But now the cost of scrapping fees is much less. Because about half of the cost of keeping the current system will now stay on the government books anyway, the cost of bringing the rest on is about half what it was. In other words, if Labour has still costed abolishing fees under the old model, they’ve potentially got several billion pounds now “spare” to pay for better early years or anything else they want.
For the Tories, it means that it will be economically easier to cut headline fees (policy wise is a different question), because again, the funding gap that HMT would be asked by the sector to make up is less than it would have otherwise been, given HMT needs to pay for the on the books student loans now.
But there’s an alternative use of that money for the government. Teacher loan write offs were announced in the 2017 manifesto and are being trialled at pretty small scale. Instead, the Tories could use the ONS decision to do a much bigger push on loan repayment. Because the average teacher is predicted to have most of their loans written off anyway, the cost of doing so is already covered because those are all now required to be costed as write offs anyway.
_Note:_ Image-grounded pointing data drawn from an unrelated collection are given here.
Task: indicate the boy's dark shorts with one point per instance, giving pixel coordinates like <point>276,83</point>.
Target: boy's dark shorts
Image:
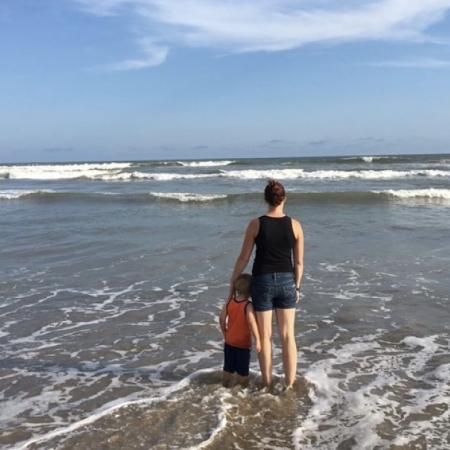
<point>236,360</point>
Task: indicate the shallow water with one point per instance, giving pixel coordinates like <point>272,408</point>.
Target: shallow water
<point>110,287</point>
One option which is possible but complex is to simply use this spending as pay rise. But instinctively I don’t think this will work, both because of the way in which HMT will account for the spending on loan forgiveness and because not all teachers have loans. So a simpler way might be to massively ramp up the visibility of the loan write off as a salary top up for teachers. Imagine in your payslip every month: salary of X plus a loan write off of Y.
So there we go. There’s lots to work out and I’m sure I’ve over simplified the issues and the costs of it. But there’s a potentially huge prize to be gained because of this ONS decision – and a race between the two main parties as to who can grab it first.